News (Page 28 of 76) Archived News Might Contain Broken Links!
As the first offering in their six-part “Doubleday Years” series of classic books by Stephen, Cemetery Dance will publish Carrie: The Deluxe Special Edition in the summer of 2014. Their special editions routinely sell-out shortly after they are announced, so be sure to check out their web site for updates and more information.
Following the success of Doctor Sleep, Stephen King announced today that he will be returning to the story of Dennis Guilder in 2015 with CHRISTINE LIVES, the sequel to his 1983 novel Christine. CHRISTINE LIVES picks up where Christine left off, and follows the trials and tribulations of Dennis's descent from school teacher to carnival barker as he attempts to evade the smoking tires of fate.
Beginning at noon (EDT) on March 24th and ending at noon (EDT) on March 26th, you can enter a drawing to win tickets to the screening of the film adaptation of "A Good Marriage". Anyone who likes the Facebook page in the next 48 hours will have their name entered to win.
Two names will be picked out by Stephen from the entries submitted and both will receive two tickets to the cast and crew screening on April 24th in New York City. Winners will have to provide their own transportation to New York but a hotel will be provided for the night of the screening as well as a car to the screening for each of the two winners.
For more details and to enter your name, please visit the Facebook page at https://www.facebook.com/AGoodMarriage
Will Patton has been cast as the narrator for the MR. MERCEDES audiobook. Will narrated the audiobook edition of DOCTOR SLEEP to great acclaim: he’s nominated for an Audie Award for Best Male Solo Narration and the DOCTOR SLEEP audiobook was chosen as the 2013 Audiobook of the Year by Audible.
Will is an award-winning audiobook narrator and his numerous film credits include Meeks Cutoff, Brooklyn's Finest, A Mighty Heart, Remember the Titans, The Punisher, The Mothman Prophesies, and Armageddon. He starred as Captain Weaver on the TNT series Falling Skies and won Obie Awards in the theater for his performances in Fool for Love and What Did He See.

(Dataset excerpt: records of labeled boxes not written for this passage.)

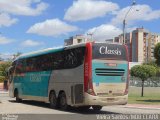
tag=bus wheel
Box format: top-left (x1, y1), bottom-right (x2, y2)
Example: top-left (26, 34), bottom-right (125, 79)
top-left (92, 105), bottom-right (102, 111)
top-left (59, 92), bottom-right (69, 110)
top-left (15, 90), bottom-right (22, 103)
top-left (78, 106), bottom-right (91, 111)
top-left (49, 91), bottom-right (57, 109)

Stephen's visit in Germany and France last November was not only for his fans a very special event, but also for him. To thank all his German and French fans for their warm welcome he came up with a great idea: He wrote a story, "Bad Little Kid", which will be available in e-book format from 14th of March just in German (Böser kleiner Junge) and French (Sale Gosse).

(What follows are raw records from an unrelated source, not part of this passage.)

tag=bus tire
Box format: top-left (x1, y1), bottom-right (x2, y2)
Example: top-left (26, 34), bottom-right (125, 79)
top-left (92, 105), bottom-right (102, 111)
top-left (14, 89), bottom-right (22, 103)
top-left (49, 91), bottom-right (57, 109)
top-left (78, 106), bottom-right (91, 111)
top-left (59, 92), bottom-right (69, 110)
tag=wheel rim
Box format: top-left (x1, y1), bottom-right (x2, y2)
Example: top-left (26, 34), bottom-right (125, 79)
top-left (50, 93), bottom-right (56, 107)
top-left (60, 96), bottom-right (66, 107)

We now have permission to officially announce the release of the novel, Revival, which will be published by Scribner and Hodder & Stoughton on November 11, 2014.
In a small New England town, over half a century ago, a shadow falls over a small boy playing with his toy soldiers. Jamie Morton looks up to see a striking man, the new minister. Charles Jacobs, along with his beautiful wife, will transform the local church. The men and boys are all a bit in love with Mrs. Jacobs; the women and girls feel the same about Reverend Jacobs—including Jamie’s mother and beloved sister, Claire. With Jamie, the Reverend shares a deeper bond based on a secret obsession. When tragedy strikes the Jacobs family, this charismatic preacher curses God, mocks all religious belief, and is banished from the shocked town.
Jamie has demons of his own. Wed to his guitar from the age of 13, he plays in bands across the country, living the nomadic lifestyle of bar-band rock and roll while fleeing from his family’s horrific loss. In his mid-thirties—addicted to heroin, stranded, desperate—Jamie meets Charles Jacobs again, with profound consequences for both men. Their bond becomes a pact beyond even the Devil’s devising, and Jamie discovers that revival has many meanings.
Those of you who follow Twitter will know that recently I managed to put my foot in my mouth and halfway down my throat. A good many people came away from my tweet about the Woody Allen controversy with the idea that I had called Dylan Farrow or Mia Farrow (or both) a bitch. That wasn’t my intention, but the conclusion on the part of some readers is understandable. I used the wrong word to describe not Ms. Farrow—either Ms. Farrow—but a sad and painful mess. Some people seem to believe that writers never use the wrong word, but any editor can tell you that’s not true.
Those of you who have read my work—Carrie, Dolores Claiborne, Rose Madder, and Lisey’s Story, to name four—will know that I have plenty of respect for women, and care about the problems and life-situations they face. My single-mom mother faced plenty, believe me. And I have no sympathy whatever for those who abuse children. I wrote about such abuse—and its ultimate cost to the victim—in Gerald’s Game.
The maximum number of letters in a Tweet is 140. I think the following would fit: I apologize for screwing up.
Just know my heart is where it’s always been: in the right place.